Newborn babies should be screened for heart abnormalities to reduce the risk of cot death, researchers say.
The researchers say screening could save lives
Italy is considering a screening programme after a University of Pavia pilot study suggested 30 babies' lives could be saved each year.
New Scientist magazine reports the researcher leading the study believes many cot deaths are caused by the rare heart complaint long QT syndrome.
But UK sudden infant death experts said heart conditions were a rare cause.
They said, while screening would be worthwhile if it could save lives, it would have to compete for funding
The Italian researchers have screened 21,000 babies so far. They aim to screen a total of 50,000.
Electrocardiograms (ECGs) are being recorded for all babies attending 16 Italian clinics.
The ECGs are then digitised and sent to a central laboratory to be analysed.
Any baby whose QT interval - the time for electrical activation and inactivation of the ventricles - was longer than 470 milliseconds is tested for genetic mutations linked to long QT.
The normal period is 440 milliseconds.
The team, led by Dr Peter Schwartz, has so far detected 24 babies with worryingly long QT intervals.

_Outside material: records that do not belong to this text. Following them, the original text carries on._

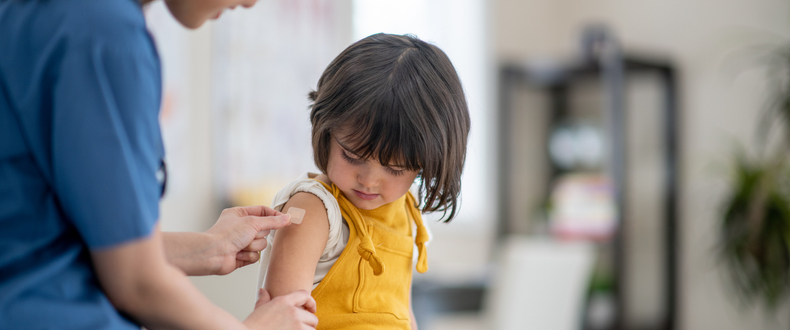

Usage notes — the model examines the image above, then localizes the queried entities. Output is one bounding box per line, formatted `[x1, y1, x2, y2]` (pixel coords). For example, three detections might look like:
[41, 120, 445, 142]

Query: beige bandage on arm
[285, 207, 305, 225]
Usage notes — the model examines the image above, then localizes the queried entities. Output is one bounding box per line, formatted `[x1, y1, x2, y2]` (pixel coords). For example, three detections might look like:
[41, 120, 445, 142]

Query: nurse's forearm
[162, 232, 223, 276]
[91, 229, 246, 329]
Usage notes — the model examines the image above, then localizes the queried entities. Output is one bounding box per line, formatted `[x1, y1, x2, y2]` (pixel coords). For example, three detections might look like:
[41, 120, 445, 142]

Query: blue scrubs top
[0, 0, 164, 329]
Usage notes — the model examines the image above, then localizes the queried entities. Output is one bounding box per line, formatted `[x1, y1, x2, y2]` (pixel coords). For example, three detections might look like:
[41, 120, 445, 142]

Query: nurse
[0, 0, 317, 329]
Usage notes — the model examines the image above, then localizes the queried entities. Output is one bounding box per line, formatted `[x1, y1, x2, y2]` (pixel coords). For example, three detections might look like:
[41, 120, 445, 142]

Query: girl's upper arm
[264, 192, 329, 298]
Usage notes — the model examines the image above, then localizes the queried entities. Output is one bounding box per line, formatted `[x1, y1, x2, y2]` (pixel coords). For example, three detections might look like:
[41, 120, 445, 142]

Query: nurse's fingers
[234, 205, 283, 217]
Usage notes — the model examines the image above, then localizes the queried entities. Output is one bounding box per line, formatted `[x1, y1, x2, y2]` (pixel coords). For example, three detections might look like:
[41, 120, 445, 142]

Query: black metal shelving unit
[497, 27, 679, 330]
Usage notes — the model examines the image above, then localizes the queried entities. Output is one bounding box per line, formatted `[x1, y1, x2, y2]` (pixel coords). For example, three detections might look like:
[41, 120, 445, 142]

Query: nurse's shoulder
[52, 0, 150, 47]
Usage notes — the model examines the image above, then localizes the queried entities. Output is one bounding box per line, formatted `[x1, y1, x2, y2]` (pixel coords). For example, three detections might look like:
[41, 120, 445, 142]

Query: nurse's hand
[206, 206, 291, 275]
[163, 206, 290, 275]
[244, 289, 318, 329]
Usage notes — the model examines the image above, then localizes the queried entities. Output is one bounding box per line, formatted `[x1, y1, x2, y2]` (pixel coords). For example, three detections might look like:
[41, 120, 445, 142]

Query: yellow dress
[312, 184, 428, 329]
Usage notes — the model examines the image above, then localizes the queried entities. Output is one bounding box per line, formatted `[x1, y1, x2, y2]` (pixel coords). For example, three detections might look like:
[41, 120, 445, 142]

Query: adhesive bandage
[285, 207, 304, 225]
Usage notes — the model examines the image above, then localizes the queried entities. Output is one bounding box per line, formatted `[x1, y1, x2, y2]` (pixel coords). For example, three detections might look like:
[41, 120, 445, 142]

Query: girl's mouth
[354, 189, 379, 201]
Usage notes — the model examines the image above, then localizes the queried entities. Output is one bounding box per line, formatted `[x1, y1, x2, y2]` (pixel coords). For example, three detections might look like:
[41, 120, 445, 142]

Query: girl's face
[326, 135, 419, 210]
[165, 0, 258, 29]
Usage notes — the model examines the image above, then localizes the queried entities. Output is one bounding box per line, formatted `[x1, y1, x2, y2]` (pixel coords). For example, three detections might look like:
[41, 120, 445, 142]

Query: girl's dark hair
[309, 34, 470, 222]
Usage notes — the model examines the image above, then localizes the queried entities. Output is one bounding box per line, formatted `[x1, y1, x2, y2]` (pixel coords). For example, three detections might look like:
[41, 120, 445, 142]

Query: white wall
[492, 0, 790, 330]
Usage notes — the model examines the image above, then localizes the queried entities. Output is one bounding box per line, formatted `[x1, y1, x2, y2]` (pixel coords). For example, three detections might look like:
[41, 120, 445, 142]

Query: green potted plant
[722, 44, 790, 310]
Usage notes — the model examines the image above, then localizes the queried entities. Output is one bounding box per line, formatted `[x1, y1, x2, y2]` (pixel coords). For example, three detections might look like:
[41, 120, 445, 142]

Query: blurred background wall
[146, 0, 790, 330]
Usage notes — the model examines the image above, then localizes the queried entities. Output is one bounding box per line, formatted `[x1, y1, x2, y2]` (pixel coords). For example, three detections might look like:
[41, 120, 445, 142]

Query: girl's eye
[340, 150, 363, 164]
[386, 167, 406, 176]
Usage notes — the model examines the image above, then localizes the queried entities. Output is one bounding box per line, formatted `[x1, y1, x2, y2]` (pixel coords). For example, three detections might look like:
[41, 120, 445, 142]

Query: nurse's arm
[162, 206, 289, 276]
[96, 226, 317, 330]
[264, 192, 329, 297]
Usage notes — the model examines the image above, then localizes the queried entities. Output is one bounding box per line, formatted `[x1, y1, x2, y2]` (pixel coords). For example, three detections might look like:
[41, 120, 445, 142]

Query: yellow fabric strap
[319, 181, 429, 276]
[322, 182, 384, 276]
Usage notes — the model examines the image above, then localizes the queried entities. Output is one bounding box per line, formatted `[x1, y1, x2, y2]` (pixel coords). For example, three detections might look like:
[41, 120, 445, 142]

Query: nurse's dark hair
[309, 34, 470, 222]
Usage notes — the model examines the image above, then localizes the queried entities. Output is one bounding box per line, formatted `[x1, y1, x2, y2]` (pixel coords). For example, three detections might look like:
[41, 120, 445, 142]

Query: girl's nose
[357, 166, 381, 187]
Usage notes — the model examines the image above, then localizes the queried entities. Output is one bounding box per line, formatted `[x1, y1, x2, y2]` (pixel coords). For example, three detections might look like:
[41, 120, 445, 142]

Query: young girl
[259, 34, 470, 329]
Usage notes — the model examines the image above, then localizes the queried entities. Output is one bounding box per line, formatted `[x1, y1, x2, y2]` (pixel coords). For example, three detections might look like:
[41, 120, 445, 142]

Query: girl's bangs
[337, 98, 425, 171]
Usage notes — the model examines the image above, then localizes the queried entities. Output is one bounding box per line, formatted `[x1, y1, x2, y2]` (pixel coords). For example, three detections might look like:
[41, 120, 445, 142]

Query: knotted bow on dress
[322, 182, 429, 276]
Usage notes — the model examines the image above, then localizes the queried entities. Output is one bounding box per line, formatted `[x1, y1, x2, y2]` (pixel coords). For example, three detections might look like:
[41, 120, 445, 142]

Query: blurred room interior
[146, 0, 790, 330]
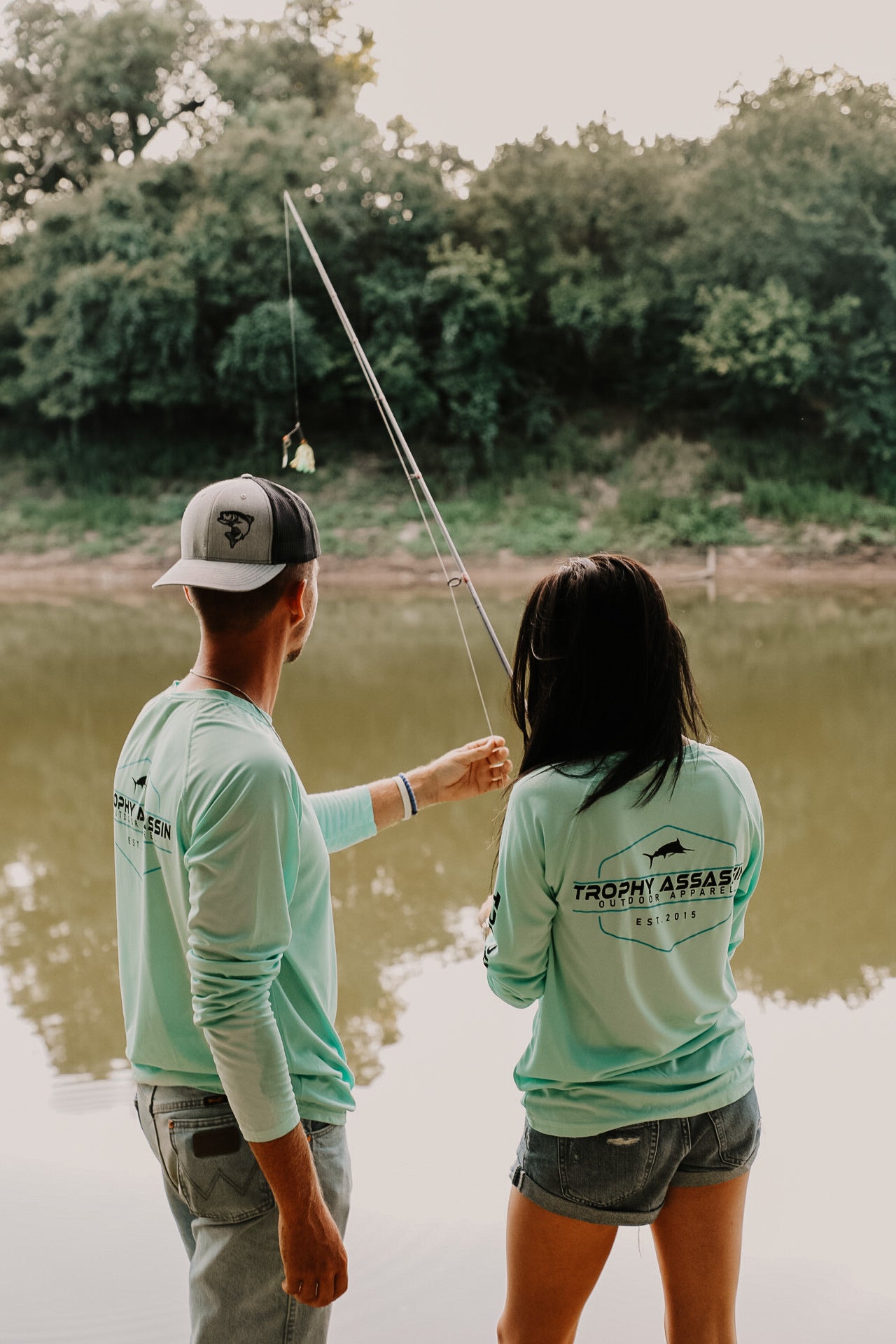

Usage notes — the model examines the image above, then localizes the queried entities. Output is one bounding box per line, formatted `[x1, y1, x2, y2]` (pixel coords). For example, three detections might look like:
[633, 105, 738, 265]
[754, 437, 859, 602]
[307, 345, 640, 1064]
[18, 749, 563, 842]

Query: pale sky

Of the five who have undergone genetic testing, four have been found to have mutations known to cause the condition.
The screening programme has also picked up three babies with other rare and potentially fatal heart conditions.
None of the babies had shown any symptoms of being ill.
From this and previous research, the doctors calculated that between 10 and 15% of all cases of sudden infant death syndrome (SIDS) are linked to fatal heart rhythms.
They conclude identifying and treating these babies could lead to up to a tenth of the 300 SIDS cases in Italy each year.
The researchers are currently carrying out another study analysing babies who died from SIDS to see if any carried the long QT mutations.
The Italian parliament is currently considering a bill under which heart screening would be offered to all parents.
A finance committee is expected to decide shortly whether or not to proceed. The programme would cost around 30 million euros a year.
Dr John Camm, a spokesman for the British Heart Foundation, said the cost was reasonable: "It would be well worthwhile saving 30 lives a year."
But he said that, in the UK, such a programme would have to compete for funding with many other proposed screening programmes.
Dr Michael Vincent, a cardiologist at the University of Utah, told New Scientist: "Paediatric consultants have been fairly sceptical of Schwartz's previous findings."
But he said the latest results may change people's opinions.
However, UK experts were cautious about backing Dr Schwartz's suggestions for national screening programmes.
Paediatrician Richard Wilson, of the Foundation for the Study of Infant Deaths, said: "Everybody believes that a small percentage of babies die of arrhythmias.
"But I don't think there is anybody in this country that would believe 10% of SIDS cases are due to long QT."
In the past, there were concerns the difficulties in interpreting ECGs carried out on newborn babies could lead to a high rate of "false-positive" results, and many children could be treated unnecessarily.
But the availability of genetic testing, allowing gene mutations to be detected, means treatment could be limited to those babies who carry one of them.